We also observe that training the network only on the positive set ( $\mathcal{E}^{\text{gt}+}$ and $\mathcal{E}^{\text{pred}+}$ ) results in even worse performance (msAP: 0.586), which indicates that including well-selected negative edge samples is helpful for the training.

Table 7: Ablation study of PC2WF. The first column represents that what sets are used for edge detector.

	sAP^0.03	sAP^0.05	sAP^0.07	msAP
$\mathcal{E}^{\text{gt+}}$ , $\mathcal{E}^{\text{gt-}}$	0.715	0.777	0.788	0.760
$\mathcal{E}^{\text{pred+}}$ , $\mathcal{E}^{\text{pred-}}$	0.651	0.773	0.795	0.740
$\mathcal{E}^{\text{gt+}}$ , $\mathcal{E}^{\text{pred+}}$	0.525	0.611	0.622	0.586
$\mathcal{E}^{\text{gt+}}$ , $\mathcal{E}^{\text{gt-}}$ , $\mathcal{E}^{\text{pred+}}$ , $\mathcal{E}^{\text{pred-}}$	0.868	0.898	0.907	0.891

Appendix D Additional Results

D.1 Quantitative results on furniture dataset

We provide additional results for vertex (Fig. 15) and edge (Fig. 15) detection on the furniture dataset for different patch sizes. Our method performs similarly well on the furniture dataset and on the ABC dataset. Moderate patch sizes, 20 ~50, achieve the best performance on both datasets.

D.2 Point Cloud Noise Levels

In order to investigate how the noise level affects the algorithm performance we train and test our method on point clouds with different amounts of noise. To do this we perturb the synthetic point cloud with zero mean Gaussian noise with different values of standard deviation ( $\sigma_{\text{noise}}=0,0.01,0.02,0.05$ ).
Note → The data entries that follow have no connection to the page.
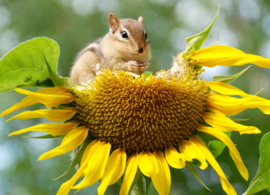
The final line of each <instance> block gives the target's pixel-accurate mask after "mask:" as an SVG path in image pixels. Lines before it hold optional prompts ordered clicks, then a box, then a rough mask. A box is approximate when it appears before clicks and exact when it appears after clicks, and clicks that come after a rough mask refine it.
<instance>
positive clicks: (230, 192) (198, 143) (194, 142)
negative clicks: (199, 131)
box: [190, 136, 236, 195]
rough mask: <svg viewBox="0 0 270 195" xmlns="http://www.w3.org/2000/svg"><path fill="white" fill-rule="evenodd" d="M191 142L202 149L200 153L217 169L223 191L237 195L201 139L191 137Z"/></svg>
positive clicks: (190, 140)
mask: <svg viewBox="0 0 270 195" xmlns="http://www.w3.org/2000/svg"><path fill="white" fill-rule="evenodd" d="M190 141H192V142H193V143H195V144H196V145H197V146H198V147H199V148H200V151H201V152H202V153H203V154H204V156H205V158H206V160H207V161H208V162H209V164H211V166H212V167H213V168H214V169H215V171H216V172H217V174H218V176H219V178H220V181H221V185H222V188H223V190H224V191H225V192H226V193H227V194H228V195H236V191H235V189H234V188H233V186H232V185H231V184H230V182H229V181H228V180H227V178H226V175H225V174H224V173H223V171H222V169H221V168H220V166H219V164H218V163H217V161H216V159H215V158H214V156H213V155H212V153H211V152H210V151H209V149H208V148H207V147H206V145H205V144H204V143H203V142H202V141H201V140H200V139H199V138H197V137H196V136H191V137H190Z"/></svg>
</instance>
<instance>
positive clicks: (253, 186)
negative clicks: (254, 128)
mask: <svg viewBox="0 0 270 195" xmlns="http://www.w3.org/2000/svg"><path fill="white" fill-rule="evenodd" d="M260 153H261V156H260V162H259V169H258V172H257V174H256V175H255V177H254V178H253V180H252V181H251V182H250V184H249V187H248V189H247V191H246V192H245V193H244V195H251V194H255V193H257V192H259V191H262V190H264V189H267V188H270V155H269V154H270V133H267V134H265V135H264V136H263V138H262V139H261V144H260Z"/></svg>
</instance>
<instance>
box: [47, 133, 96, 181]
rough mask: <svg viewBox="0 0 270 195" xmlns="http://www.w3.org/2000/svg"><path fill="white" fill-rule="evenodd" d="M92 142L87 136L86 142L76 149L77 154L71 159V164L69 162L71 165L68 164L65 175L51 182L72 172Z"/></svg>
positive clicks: (91, 140)
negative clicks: (85, 150) (66, 170)
mask: <svg viewBox="0 0 270 195" xmlns="http://www.w3.org/2000/svg"><path fill="white" fill-rule="evenodd" d="M92 141H93V139H92V138H91V137H90V136H88V137H87V138H86V140H85V141H84V142H83V144H82V145H81V146H80V148H79V149H78V151H77V153H76V154H75V156H74V158H73V160H72V162H71V164H70V166H69V168H68V170H67V171H66V172H65V173H63V174H62V175H60V176H59V177H57V178H55V179H52V180H57V179H59V178H61V177H63V176H64V175H66V174H67V173H68V172H69V171H71V170H72V169H73V168H74V167H75V166H76V165H77V164H78V163H79V162H80V160H81V158H82V155H83V153H84V151H85V149H86V147H87V146H88V145H89V144H90V143H91V142H92Z"/></svg>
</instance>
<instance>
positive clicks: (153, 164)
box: [138, 151, 159, 177]
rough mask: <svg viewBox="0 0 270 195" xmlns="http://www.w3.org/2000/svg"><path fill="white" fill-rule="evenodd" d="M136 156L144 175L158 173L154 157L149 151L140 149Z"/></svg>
mask: <svg viewBox="0 0 270 195" xmlns="http://www.w3.org/2000/svg"><path fill="white" fill-rule="evenodd" d="M138 158H139V160H138V165H139V168H140V170H141V172H142V173H143V174H144V175H145V176H147V177H152V176H153V175H156V174H157V173H158V171H159V169H158V163H157V160H156V157H155V156H154V155H153V154H152V153H151V152H149V151H142V152H141V153H140V154H139V157H138Z"/></svg>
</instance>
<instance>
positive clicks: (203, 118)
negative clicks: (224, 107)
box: [203, 111, 261, 134]
mask: <svg viewBox="0 0 270 195" xmlns="http://www.w3.org/2000/svg"><path fill="white" fill-rule="evenodd" d="M203 119H204V121H205V122H206V123H208V124H209V125H211V126H212V127H215V128H218V129H220V130H221V131H223V132H229V131H238V132H239V133H240V134H256V133H261V131H260V130H259V129H258V128H257V127H254V126H245V125H241V124H238V123H235V122H234V121H233V120H231V119H230V118H228V117H226V116H225V115H224V114H222V113H221V112H219V111H215V112H205V113H204V114H203Z"/></svg>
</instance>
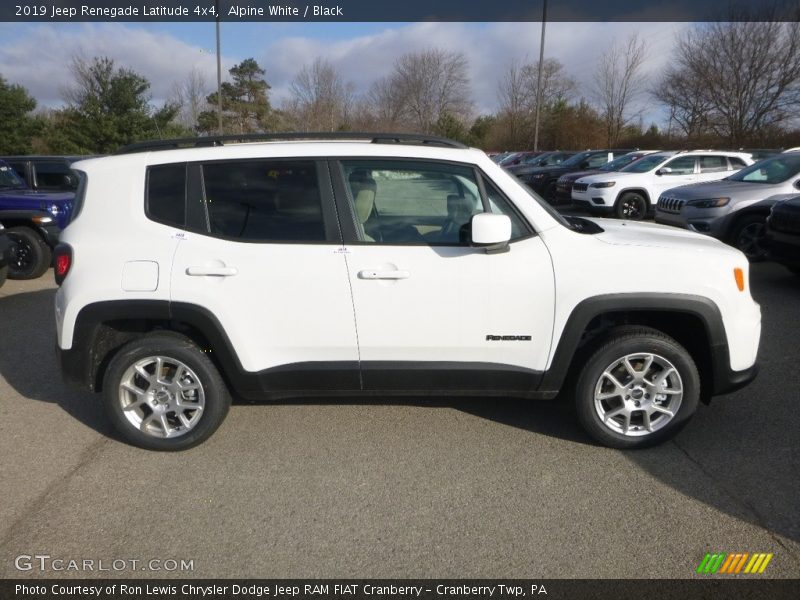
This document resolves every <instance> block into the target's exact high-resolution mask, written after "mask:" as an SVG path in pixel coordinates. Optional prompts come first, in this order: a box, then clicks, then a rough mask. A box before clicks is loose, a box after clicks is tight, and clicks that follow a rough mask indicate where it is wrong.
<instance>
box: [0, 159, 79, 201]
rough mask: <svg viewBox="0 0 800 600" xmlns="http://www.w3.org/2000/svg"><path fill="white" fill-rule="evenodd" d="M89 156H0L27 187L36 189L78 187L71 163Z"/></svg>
mask: <svg viewBox="0 0 800 600" xmlns="http://www.w3.org/2000/svg"><path fill="white" fill-rule="evenodd" d="M85 158H91V157H89V156H0V160H4V161H6V162H7V163H8V164H9V165H11V168H12V169H14V170H15V171H16V172H17V175H19V176H20V177H22V179H24V180H25V183H27V184H28V187H29V188H30V189H32V190H37V191H62V192H63V191H69V192H74V191H75V190H76V189H78V176H77V175H76V174H75V171H73V170H72V163H74V162H77V161H79V160H83V159H85Z"/></svg>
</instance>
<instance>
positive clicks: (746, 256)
mask: <svg viewBox="0 0 800 600" xmlns="http://www.w3.org/2000/svg"><path fill="white" fill-rule="evenodd" d="M766 232H767V218H766V217H765V216H763V215H748V216H746V217H742V218H741V219H739V220H738V221H737V222H736V225H735V226H734V228H733V231H732V233H731V245H732V246H734V247H735V248H738V249H739V250H741V251H742V252H744V255H745V256H746V257H747V258H748V260H749V261H750V262H759V261H762V260H764V259H765V258H766V257H767V248H766V244H765V241H766Z"/></svg>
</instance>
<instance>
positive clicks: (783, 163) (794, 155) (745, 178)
mask: <svg viewBox="0 0 800 600" xmlns="http://www.w3.org/2000/svg"><path fill="white" fill-rule="evenodd" d="M798 175H800V153H797V154H781V155H779V156H774V157H772V158H766V159H764V160H762V161H759V162H757V163H756V164H754V165H750V166H749V167H747V168H746V169H742V170H741V171H737V172H736V173H734V174H733V175H731V176H730V177H728V179H729V180H730V181H746V182H748V183H766V184H773V183H783V182H784V181H788V180H789V179H791V178H792V177H797V176H798Z"/></svg>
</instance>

Table. 8 summarises the results of the experiment for different noise levels, as we can observe the noise level does not seem to affect the performance substantially. The model trained with a higher noise level is more sensitive to the threshold $\eta_{w}$ for the sAP (defined in Section 4.1). In the case of $\sigma_{\text{noise}}=0.05$ , a relatively small $\eta_{w}$ value (0.03) leads to a less accurate result. Visual results are shown in Fig. 16. As expected the quality of the wireframe prediction tends to decrease as the noise level increases. This effect, however, strongly depends on the size of the object details: the upper part of the object, which has no small structural details, is reconstructed correctly for all the noise levels, whereas the smaller details on the lower part are not predicted as accurately when the noise gets larger.

Table 8: PC2WF behavior with respect to noise levels

$\sigma_{\text{noise}}$	sAP^0.03	sAP^0.05	sAP^0.07	msAP
$0$	$0.937$	$0.951$	$0.954$	$0.947$
$0.01$	$0.868$	$0.898$	$0.907$	$0.891$
$0.02$	$0.744$	$0.807$	$0.815$	$0.789$
$0.05$	$0.357$	$0.648$	$0.705$	$0.570$

D.3 Visualisation

We show additional qualitative results, for both the ABC dataset (Fig. 17, 18, 19) and the furniture dataset (Fig. 20), with vertices in orange. Our method can successfully reconstruct wireframes from noisy point clouds. There are of course slight deviations between the predicted vertex positions and the ground truth, but they are imperceptibly small.